Website outage
Incident Report for Bottlenose
Postmortem

First of all I would like to personally apologize for the outage this evening. I understand how important it is to maintain a highly available service for your businesses.

We made a recent change to the orders dashboard designed to make it easier to navigate. When we deployed the change we realized there was a bug in the code. We executed a standard rollback. However, during the rollback the navigation caches did not get primed properly. This caused the database servers to become overloaded. Once this condition occurred it became difficult to get out from under to restore service.
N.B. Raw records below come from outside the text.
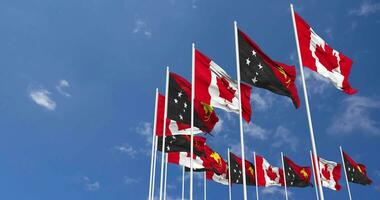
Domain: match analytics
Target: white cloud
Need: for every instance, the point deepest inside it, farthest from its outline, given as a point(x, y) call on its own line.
point(62, 84)
point(262, 100)
point(283, 137)
point(142, 27)
point(41, 97)
point(127, 149)
point(275, 191)
point(129, 180)
point(91, 185)
point(256, 131)
point(315, 83)
point(328, 32)
point(145, 129)
point(366, 8)
point(356, 116)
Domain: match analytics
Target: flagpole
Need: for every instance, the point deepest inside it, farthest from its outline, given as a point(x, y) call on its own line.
point(164, 133)
point(166, 174)
point(183, 182)
point(257, 184)
point(153, 143)
point(283, 171)
point(229, 175)
point(345, 173)
point(307, 106)
point(204, 186)
point(315, 180)
point(154, 166)
point(240, 111)
point(192, 119)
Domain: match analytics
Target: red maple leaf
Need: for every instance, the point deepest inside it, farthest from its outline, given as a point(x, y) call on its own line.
point(272, 175)
point(326, 57)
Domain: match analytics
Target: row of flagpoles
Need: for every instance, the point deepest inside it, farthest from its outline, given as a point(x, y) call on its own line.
point(281, 81)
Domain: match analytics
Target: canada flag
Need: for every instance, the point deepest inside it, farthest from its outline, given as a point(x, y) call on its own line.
point(267, 175)
point(320, 57)
point(330, 174)
point(184, 159)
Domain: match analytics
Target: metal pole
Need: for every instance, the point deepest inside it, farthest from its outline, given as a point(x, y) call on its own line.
point(283, 167)
point(229, 175)
point(164, 133)
point(307, 106)
point(257, 184)
point(154, 166)
point(192, 119)
point(166, 175)
point(345, 173)
point(315, 179)
point(183, 182)
point(240, 111)
point(153, 143)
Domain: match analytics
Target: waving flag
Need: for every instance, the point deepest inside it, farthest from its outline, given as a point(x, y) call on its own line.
point(296, 176)
point(236, 165)
point(356, 173)
point(184, 158)
point(172, 127)
point(258, 70)
point(179, 105)
point(216, 88)
point(267, 175)
point(320, 57)
point(219, 178)
point(181, 143)
point(330, 174)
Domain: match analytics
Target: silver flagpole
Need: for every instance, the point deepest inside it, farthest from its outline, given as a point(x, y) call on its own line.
point(166, 174)
point(240, 112)
point(183, 182)
point(164, 133)
point(345, 173)
point(257, 184)
point(314, 175)
point(283, 167)
point(192, 119)
point(153, 144)
point(229, 175)
point(307, 106)
point(154, 166)
point(204, 186)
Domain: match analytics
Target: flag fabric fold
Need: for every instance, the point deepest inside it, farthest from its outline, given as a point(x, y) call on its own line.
point(216, 88)
point(181, 143)
point(179, 105)
point(258, 70)
point(318, 56)
point(330, 174)
point(236, 168)
point(296, 176)
point(356, 172)
point(184, 159)
point(172, 127)
point(267, 175)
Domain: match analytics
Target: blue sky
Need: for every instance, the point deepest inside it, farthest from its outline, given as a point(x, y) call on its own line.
point(78, 78)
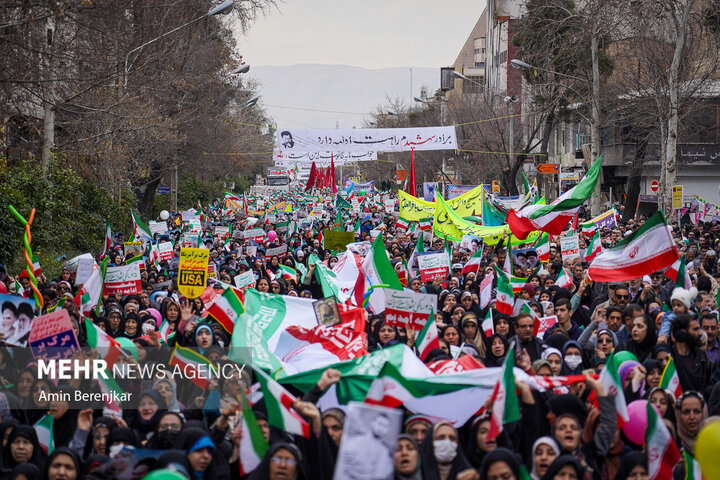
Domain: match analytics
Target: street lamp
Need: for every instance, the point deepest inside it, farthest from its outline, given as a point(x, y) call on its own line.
point(224, 7)
point(241, 69)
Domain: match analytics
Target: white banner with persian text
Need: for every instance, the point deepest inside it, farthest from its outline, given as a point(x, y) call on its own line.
point(367, 139)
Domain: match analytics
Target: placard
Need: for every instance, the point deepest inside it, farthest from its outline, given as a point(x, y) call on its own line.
point(192, 271)
point(124, 280)
point(408, 309)
point(570, 248)
point(280, 251)
point(85, 266)
point(434, 265)
point(245, 279)
point(52, 336)
point(17, 318)
point(165, 251)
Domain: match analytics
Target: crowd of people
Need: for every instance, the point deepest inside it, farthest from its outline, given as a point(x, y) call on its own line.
point(570, 432)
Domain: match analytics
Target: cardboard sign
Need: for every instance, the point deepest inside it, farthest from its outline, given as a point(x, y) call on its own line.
point(85, 266)
point(52, 336)
point(165, 250)
point(434, 265)
point(408, 309)
point(280, 251)
point(124, 280)
point(570, 248)
point(337, 241)
point(245, 279)
point(546, 323)
point(192, 274)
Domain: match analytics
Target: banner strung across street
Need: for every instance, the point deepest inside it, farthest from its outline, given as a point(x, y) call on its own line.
point(367, 139)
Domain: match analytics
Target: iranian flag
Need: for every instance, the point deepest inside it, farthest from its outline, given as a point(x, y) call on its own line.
point(661, 449)
point(190, 361)
point(107, 347)
point(670, 379)
point(563, 280)
point(543, 247)
point(554, 218)
point(594, 248)
point(278, 403)
point(253, 445)
point(428, 338)
point(506, 405)
point(140, 229)
point(488, 327)
point(378, 271)
point(473, 264)
point(226, 309)
point(288, 273)
point(610, 378)
point(649, 249)
point(485, 290)
point(349, 278)
point(43, 429)
point(678, 274)
point(108, 238)
point(504, 297)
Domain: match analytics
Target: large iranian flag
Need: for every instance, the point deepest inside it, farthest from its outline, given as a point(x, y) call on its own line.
point(554, 218)
point(506, 404)
point(278, 403)
point(378, 271)
point(226, 309)
point(647, 250)
point(662, 452)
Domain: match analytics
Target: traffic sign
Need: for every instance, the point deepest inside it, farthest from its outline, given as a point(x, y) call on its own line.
point(548, 168)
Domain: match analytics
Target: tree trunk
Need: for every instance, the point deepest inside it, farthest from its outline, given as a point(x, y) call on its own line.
point(633, 182)
point(595, 124)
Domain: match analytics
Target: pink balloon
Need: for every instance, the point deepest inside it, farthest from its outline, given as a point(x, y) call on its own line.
point(634, 429)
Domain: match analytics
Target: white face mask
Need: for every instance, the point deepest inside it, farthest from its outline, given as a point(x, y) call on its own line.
point(573, 361)
point(444, 450)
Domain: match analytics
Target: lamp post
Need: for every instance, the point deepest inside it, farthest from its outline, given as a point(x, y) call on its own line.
point(224, 7)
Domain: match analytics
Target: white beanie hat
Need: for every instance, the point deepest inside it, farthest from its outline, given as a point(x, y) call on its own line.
point(684, 296)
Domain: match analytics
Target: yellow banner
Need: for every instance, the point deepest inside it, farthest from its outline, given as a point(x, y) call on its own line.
point(192, 274)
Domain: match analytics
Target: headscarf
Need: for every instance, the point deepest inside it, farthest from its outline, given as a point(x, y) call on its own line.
point(501, 454)
point(545, 440)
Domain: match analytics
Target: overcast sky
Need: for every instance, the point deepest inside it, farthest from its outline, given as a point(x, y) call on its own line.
point(368, 33)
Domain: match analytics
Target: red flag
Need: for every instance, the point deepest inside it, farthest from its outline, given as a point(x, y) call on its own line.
point(332, 177)
point(311, 177)
point(413, 184)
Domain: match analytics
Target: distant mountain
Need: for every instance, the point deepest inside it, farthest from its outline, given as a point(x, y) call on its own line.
point(336, 88)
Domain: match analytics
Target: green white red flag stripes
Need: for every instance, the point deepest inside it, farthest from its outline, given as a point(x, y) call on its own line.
point(428, 338)
point(192, 363)
point(661, 449)
point(554, 218)
point(226, 309)
point(506, 404)
point(649, 249)
point(678, 274)
point(610, 378)
point(670, 379)
point(543, 247)
point(594, 248)
point(504, 297)
point(378, 271)
point(278, 403)
point(44, 431)
point(253, 445)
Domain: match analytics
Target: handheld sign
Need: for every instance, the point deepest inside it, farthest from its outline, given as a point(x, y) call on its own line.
point(192, 275)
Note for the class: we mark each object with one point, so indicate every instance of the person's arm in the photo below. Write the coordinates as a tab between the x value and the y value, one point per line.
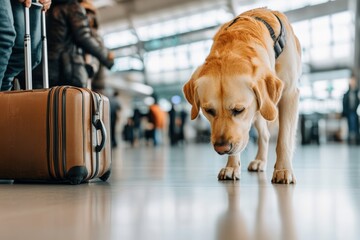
83	37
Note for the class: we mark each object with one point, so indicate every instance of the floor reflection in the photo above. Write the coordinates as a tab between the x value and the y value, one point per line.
273	217
55	212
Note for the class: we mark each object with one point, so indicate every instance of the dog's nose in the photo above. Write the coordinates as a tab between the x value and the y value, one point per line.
222	147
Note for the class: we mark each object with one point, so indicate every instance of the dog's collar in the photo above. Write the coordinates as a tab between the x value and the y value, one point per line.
279	42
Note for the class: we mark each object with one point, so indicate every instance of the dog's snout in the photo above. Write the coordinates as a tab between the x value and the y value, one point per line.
222	147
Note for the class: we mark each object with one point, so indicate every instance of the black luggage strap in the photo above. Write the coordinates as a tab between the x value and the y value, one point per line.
279	42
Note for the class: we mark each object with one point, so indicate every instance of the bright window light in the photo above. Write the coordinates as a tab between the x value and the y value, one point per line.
120	39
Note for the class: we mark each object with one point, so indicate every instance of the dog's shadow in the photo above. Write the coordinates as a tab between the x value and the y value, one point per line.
239	221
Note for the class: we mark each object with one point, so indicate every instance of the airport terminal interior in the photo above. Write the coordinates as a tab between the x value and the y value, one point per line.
168	188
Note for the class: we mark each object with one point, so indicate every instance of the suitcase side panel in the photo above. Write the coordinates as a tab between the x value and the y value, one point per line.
24	136
106	157
71	136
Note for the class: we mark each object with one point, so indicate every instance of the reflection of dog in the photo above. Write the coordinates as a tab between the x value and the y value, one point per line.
249	76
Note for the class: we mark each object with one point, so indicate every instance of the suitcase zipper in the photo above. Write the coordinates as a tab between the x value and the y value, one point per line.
56	134
96	118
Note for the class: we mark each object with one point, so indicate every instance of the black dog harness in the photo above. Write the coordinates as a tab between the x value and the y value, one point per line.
279	42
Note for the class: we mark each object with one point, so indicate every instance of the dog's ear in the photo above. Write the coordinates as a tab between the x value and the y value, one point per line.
191	95
268	91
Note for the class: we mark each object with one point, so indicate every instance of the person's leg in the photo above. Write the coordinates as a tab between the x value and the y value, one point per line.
7	36
16	62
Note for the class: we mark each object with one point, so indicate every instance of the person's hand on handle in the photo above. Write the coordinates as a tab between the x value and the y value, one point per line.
46	3
27	3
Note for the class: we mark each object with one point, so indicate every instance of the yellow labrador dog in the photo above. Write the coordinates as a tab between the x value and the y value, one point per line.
250	77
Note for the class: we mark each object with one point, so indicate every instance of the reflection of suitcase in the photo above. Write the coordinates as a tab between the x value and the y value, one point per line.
56	134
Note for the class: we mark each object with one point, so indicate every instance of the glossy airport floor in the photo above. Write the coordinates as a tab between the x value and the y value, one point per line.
173	193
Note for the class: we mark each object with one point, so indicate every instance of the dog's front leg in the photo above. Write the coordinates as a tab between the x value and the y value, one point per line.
288	116
260	162
232	169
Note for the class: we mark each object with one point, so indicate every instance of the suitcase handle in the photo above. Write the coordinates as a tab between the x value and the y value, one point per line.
99	125
27	49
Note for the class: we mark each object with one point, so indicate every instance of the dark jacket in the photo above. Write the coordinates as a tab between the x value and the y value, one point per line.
69	37
347	109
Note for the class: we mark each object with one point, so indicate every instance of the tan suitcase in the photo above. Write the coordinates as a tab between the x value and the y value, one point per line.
56	134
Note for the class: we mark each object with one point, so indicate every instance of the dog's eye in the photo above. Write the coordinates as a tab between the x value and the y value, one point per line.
210	111
236	111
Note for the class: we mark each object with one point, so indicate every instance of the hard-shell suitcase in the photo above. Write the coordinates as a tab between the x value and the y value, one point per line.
53	134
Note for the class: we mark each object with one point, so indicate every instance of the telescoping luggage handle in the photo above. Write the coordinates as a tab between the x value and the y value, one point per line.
27	49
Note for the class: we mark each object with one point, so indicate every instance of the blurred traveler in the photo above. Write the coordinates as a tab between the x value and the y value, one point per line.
137	118
128	132
351	102
69	37
93	66
173	130
157	118
12	31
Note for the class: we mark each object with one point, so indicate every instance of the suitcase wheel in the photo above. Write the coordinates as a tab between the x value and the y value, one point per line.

We have had incidents like this before. They have been infrequent. We have come up with a way to mitigate this situation faster if it should occur again.

Sincerely,

William Carr

Posted Apr 10, 2020 - 18:46 EDT

Resolved
This incident has been resolved.
Posted Apr 10, 2020 - 18:19 EDT
Update
We are continuing to monitor for any further issues.
Posted Apr 10, 2020 - 18:15 EDT
Monitoring
A fix has been implemented and we are monitoring the results.
Posted Apr 10, 2020 - 18:15 EDT
Identified
During a routine deployment, there was an issue with a cache priming routine which loads the navigation for the sites. This caused an overload of the database and a race condition which would not let the site load properly. We are scrambling as hard as we can to restore service.
Posted Apr 10, 2020 - 17:51 EDT
This incident affected: eCommerce (Homepage, Site Search, API, Admin Dashboard) and Management Portal, Site Search.